Lucía Cancela A CORUÑA

A CORUÑA CIUDAD

Serán acusados también de un delito contra la vida, en grado de tentativa, del senegalés que intentó proteger con su cuerpo al joven. «Quisieron eliminarlo», asegura el comisario que investiga el ataque

03 ago 2021 . Actualizado a las 09:08 h.

El delegado del gobierno en Galicia, José Miñones, comunicó este lunes las novedades acerca del caso Samuel Luiz, asesinado el pasado 3 de julio en A Coruña. Miñones indicó que esta misma mañana habían cerrado un «primer capítulo» en el asesinato del joven con dos novedades principales: la entrega a la jueza de sendos informes que confirman la presencia del ADN de dos de los autores de los hechos y el levantamiento del secreto de sumario.

Esta última actuación, permite conocer los hechos detallados que recogen cómo sucedió la agresión que acabó con la vida del joven. Miñones explicó que en la noche del 2 al 3 de julio se produjo la agresión, ocurrida en un tramo de 150 metros de la avenida Buenos Aires. Una paliza que duró seis minutos, entre las 2.58 y las 3.04 horas, que empezó junto al arenal de Riazor, y finalizó en el número 2 de la citada calle. 

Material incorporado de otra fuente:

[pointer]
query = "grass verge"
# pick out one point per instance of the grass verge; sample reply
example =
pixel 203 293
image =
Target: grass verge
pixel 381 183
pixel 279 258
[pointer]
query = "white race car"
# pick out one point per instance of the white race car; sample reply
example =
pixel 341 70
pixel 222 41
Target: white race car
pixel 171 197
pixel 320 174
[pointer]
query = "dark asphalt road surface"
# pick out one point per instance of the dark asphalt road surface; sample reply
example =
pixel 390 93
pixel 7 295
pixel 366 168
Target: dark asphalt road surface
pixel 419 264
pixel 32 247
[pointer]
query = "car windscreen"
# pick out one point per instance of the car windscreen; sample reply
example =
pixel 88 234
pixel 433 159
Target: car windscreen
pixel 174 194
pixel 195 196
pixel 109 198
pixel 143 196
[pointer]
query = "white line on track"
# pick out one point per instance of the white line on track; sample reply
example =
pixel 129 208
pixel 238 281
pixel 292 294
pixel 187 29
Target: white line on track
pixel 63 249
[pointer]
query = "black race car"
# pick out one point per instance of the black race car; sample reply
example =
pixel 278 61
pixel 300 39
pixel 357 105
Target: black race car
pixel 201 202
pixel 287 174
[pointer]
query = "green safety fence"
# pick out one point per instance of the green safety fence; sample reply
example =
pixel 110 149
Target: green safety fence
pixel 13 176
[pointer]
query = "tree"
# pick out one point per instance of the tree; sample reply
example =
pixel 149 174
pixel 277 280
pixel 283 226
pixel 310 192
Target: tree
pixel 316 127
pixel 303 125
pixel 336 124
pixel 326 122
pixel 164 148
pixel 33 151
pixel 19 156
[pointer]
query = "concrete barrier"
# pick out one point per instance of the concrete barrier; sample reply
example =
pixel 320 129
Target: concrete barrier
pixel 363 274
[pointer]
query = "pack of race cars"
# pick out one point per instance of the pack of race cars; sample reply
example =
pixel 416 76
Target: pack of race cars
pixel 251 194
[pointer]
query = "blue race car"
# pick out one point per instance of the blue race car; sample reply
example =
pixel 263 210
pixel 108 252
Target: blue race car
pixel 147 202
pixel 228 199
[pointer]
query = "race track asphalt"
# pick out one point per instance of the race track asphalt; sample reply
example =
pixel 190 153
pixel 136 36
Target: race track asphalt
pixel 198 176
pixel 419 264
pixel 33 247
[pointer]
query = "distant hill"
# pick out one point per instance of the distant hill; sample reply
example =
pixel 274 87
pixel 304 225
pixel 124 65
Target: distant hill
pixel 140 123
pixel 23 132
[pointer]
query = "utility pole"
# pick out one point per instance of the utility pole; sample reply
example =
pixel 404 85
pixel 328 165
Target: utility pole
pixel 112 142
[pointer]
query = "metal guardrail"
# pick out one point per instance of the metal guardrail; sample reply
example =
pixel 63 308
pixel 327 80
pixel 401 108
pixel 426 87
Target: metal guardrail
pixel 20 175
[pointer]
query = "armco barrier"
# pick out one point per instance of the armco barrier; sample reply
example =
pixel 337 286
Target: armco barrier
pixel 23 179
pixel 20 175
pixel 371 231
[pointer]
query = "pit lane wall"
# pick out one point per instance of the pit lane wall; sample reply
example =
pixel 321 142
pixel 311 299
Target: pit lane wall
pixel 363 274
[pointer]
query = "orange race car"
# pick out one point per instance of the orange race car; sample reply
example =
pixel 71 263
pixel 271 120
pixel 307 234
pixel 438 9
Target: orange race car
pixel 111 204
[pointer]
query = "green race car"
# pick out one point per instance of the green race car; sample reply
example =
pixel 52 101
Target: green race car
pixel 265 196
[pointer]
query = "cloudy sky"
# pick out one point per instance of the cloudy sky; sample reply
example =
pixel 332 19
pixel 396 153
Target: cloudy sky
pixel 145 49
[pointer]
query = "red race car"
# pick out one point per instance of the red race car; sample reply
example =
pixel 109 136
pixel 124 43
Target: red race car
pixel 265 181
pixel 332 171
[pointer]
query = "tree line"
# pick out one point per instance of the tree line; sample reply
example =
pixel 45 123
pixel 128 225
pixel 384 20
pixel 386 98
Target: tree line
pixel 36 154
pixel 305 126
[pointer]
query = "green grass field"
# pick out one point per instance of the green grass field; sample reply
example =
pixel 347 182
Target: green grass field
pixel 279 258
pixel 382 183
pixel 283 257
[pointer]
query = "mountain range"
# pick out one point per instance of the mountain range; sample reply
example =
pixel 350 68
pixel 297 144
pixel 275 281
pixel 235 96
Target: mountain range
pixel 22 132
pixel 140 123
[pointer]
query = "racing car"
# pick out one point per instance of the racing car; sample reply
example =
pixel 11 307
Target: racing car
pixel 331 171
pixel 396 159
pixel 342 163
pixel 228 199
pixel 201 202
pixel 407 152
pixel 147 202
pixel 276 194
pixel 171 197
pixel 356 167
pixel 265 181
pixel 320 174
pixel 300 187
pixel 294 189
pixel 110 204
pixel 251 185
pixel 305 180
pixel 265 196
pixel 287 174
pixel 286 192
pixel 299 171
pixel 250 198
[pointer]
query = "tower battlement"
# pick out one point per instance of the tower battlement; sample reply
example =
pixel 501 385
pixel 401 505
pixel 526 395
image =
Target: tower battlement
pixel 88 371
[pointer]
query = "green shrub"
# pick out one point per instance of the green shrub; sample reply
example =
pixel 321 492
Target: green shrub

Pedro Agudo confirmó que la agresión se produjo a raíz de la videollamada que Samuel y su amiga Lina estaban realizando: «Esa vista panorámica molesta al detenido número 1 y empiezan las imprecaciones». En es este momento, le propina el insulto de «maricón». Acto seguido se dirige hacia él y le agarra fuertemente por el cuello en varias ocasiones, a la vez que lo empuja y cae al suelo. En este momento, comienza a pegarle puñetazos en la cara. Aquí es cuando Ibrahima se introduce en la agresión. Se sitúa entre el detenido y Samuel, para que los golpes finalicen. Y efectivamente, lo logra durante unos instantes. No demasiados, ya que al momento llega el detenido número dos: «Este es el primero en sumarse a la agresión, saliendo del local para apoyar a su amigo y practicando un mataleón a Samuel», explicó Agudo. Una vez la víctima se encuentra en el suelo, los dos siguen propinándole golpes en repetidas ocasiones.